Want to Help Small Businesses? Reject the Job-Killing Card Check Plan

WASHINGTON, D.C., March 16, 2009 | Alexa Marrero ((202) 225-4527)
Recognizing that small businesses are critical to the American economy, the White House today hosted a conference on small businesses in which the Obama administration outlined new plans purportedly aimed at helping small businesses weather the economic storm. What the administration failed to mention, however, is that one of the greatest threats to small businesses today is the one-two punch of higher taxes and the job-killing card check ploy that could soon be making its way through Congress.

The card check plan has been panned by editorial boards and individual citizens who see it as a threat to an already struggling economy. Small businesses are seen as particularly vulnerable to the coercive tactics that would be possible under a card check system. Consider an editorial that appears in today’s Augusta Chronicle, entitled simply, “The job destroyer”:


"How bad an idea is the ‘card check’ bill Democrats have introduced to force workers to vote yea or nay on unions right in front of their peers?

"It's such a bad idea that, with the mere threat of the legislation, Citigroup downgraded the stock of Wal-Mart, the world's leading retailer.

“The bill would be even more damaging to small business. And it would put a knife in the back of an economy already staggering from a housing and banking crisis.”

Editorial, “The job destroyer,” Augusta Chronicle, 03.16.09


An editorial in Michigan’s Jackson Citizen Patriot agrees that the bill will be bad news for business:


“The Employee Free Choice Act is a mistake and one that must not become law. It will drive up the cost of business and, ultimately, American-made products. …

“In fact, businesses would see higher costs thanks to the bill. One provision forces federal arbitration if employers and newly formed unions cannot reach a contract. Companies then would be locked into two-year labor deals whether they could afford them or not.”

Editorial, “Pro-union bill very bad for businesses,” Jackson Citizen Patriot, 03.15.09


The Oklahoman weighed in this morning as well, echoing what economists have been saying for weeks about the impact on small businesses:


“The business impacts are obvious. ‘Small businesses ... will find themselves besieged with insistent demands for unionization, for which they are ill-equipped to cope,’ writes law professor Richard Epstein. Card check will have the ‘worst possible consequences for the workplace and through it for the overall economy.’

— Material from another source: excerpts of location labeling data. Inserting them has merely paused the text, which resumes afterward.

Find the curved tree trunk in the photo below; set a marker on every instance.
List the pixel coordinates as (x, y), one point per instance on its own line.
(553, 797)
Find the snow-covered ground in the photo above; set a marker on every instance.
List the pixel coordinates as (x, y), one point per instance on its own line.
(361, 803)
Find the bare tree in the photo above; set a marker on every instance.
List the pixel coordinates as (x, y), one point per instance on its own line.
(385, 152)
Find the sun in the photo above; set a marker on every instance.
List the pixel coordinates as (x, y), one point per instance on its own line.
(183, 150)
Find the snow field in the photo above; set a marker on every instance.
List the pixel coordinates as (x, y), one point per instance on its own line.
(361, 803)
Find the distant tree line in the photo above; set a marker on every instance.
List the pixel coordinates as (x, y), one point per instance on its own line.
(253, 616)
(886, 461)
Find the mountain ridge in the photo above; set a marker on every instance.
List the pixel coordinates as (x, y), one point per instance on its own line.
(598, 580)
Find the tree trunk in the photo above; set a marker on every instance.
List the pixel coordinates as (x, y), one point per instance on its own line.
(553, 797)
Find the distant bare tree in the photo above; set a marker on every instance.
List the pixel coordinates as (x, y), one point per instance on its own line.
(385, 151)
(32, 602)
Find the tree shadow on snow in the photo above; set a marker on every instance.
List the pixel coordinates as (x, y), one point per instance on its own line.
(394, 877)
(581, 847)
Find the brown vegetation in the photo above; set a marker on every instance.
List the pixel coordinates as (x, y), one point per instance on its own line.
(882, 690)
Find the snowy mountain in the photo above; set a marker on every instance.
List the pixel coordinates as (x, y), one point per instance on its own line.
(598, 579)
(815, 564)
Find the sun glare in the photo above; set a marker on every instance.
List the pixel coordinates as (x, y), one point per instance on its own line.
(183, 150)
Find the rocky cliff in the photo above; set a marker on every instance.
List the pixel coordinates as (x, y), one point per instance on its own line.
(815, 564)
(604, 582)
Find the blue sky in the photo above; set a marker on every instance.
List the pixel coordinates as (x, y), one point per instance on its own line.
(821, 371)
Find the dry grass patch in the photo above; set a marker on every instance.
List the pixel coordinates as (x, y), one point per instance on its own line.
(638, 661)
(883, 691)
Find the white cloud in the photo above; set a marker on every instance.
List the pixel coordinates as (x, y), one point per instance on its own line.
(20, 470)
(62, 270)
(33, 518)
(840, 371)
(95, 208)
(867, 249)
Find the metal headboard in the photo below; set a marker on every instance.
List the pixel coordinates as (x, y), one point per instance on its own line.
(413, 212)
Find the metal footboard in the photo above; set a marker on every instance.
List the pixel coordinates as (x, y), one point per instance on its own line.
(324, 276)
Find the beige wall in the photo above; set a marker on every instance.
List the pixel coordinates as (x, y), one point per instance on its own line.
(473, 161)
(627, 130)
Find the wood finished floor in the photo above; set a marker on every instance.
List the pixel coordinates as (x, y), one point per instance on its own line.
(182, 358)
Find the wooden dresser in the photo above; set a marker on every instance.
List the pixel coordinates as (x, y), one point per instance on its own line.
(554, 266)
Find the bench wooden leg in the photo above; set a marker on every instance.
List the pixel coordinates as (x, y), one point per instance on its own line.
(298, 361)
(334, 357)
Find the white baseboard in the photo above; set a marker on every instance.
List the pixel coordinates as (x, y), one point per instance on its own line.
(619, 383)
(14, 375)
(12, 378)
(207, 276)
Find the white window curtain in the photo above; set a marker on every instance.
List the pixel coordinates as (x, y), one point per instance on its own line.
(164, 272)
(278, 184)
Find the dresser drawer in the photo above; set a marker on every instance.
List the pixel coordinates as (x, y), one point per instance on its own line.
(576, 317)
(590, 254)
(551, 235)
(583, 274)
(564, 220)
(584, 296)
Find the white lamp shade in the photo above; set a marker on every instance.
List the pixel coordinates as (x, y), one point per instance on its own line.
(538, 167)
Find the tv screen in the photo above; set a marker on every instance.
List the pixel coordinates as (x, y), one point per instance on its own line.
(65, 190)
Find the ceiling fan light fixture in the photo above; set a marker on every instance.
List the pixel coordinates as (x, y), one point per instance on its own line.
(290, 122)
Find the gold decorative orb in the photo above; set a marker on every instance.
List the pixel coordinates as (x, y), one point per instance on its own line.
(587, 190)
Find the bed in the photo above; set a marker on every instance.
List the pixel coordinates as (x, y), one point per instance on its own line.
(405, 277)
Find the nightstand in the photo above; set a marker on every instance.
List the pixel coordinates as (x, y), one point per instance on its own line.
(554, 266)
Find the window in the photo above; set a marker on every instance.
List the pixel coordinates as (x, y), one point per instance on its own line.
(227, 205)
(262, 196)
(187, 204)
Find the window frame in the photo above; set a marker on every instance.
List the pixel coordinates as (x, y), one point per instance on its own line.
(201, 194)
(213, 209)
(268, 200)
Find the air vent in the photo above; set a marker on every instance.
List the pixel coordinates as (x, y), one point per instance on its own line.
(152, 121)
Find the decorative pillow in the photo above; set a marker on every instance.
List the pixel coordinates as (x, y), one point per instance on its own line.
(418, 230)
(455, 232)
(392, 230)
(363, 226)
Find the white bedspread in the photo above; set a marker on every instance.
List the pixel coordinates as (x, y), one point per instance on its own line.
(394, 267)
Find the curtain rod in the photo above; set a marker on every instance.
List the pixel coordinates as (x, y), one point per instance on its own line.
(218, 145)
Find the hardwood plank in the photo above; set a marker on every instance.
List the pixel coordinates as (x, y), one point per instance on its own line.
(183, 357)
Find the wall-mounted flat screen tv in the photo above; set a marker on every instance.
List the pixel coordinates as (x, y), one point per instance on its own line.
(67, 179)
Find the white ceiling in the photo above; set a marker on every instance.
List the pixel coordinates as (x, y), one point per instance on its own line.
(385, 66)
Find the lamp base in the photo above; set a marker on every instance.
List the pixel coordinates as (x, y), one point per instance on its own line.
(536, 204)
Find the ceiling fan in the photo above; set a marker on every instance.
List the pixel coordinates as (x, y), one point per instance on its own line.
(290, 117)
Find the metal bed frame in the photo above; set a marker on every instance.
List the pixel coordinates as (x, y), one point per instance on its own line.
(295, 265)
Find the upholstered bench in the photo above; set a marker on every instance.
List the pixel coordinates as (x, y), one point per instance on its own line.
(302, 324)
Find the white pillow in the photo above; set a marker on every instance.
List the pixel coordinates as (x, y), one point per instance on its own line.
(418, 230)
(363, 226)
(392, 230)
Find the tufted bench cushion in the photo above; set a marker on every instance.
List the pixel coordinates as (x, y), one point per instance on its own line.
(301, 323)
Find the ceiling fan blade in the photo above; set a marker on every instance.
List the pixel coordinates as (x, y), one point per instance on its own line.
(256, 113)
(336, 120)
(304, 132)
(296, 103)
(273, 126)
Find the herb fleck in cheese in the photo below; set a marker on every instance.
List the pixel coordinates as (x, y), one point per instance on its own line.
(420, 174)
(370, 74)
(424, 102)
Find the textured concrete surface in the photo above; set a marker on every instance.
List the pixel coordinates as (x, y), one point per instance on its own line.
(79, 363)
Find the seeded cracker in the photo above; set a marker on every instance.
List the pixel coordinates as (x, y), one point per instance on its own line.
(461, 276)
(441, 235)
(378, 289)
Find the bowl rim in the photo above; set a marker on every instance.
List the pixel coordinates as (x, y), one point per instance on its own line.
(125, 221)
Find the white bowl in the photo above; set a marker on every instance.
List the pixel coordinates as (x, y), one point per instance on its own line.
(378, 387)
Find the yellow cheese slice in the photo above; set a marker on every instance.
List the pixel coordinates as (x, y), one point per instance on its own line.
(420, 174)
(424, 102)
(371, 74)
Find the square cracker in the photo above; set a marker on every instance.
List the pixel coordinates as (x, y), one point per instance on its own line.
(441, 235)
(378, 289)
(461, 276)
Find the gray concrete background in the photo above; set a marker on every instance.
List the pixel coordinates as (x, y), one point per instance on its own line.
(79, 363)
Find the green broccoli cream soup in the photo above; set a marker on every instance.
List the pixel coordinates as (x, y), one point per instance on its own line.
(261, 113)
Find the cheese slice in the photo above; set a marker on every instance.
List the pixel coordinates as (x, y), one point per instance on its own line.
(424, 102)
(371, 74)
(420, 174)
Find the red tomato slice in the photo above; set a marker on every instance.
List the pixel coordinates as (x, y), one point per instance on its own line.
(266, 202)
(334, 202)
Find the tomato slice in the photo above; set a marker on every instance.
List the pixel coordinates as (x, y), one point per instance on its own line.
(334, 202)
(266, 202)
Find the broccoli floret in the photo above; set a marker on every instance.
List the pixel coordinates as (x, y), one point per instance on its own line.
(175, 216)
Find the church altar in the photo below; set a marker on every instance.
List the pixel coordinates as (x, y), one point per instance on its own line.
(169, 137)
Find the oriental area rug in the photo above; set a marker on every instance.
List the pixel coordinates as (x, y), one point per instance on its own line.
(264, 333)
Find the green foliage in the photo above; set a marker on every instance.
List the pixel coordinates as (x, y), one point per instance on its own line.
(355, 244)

“Lawyer and consultant Anne Layne-Farrar has studied the EFCA and believes for every 3 percentage points in union membership gained there will be a 1 percent increase in unemployment and a job creation decrease of about 1.5 million jobs.

“That’s serious business. Beyond the un-American notion of replacing the secret ballot with a system that fosters coercion — from garden-variety peer pressure to we-know-where-you-live tactics — card check will be bad for U.S. businesses, bad for a struggling economy.”

Editorial, “The Obama Plan: ‘Card check’ proposal bad for business, U.S. economy,” Oklahoman, 03.16.09


A conference on small businesses is not going to blunt the very real anti-small businesses consequences of the card check plan. If Democrats are serious about helping small businesses, they can begin by rejecting the card check scheme once and for all.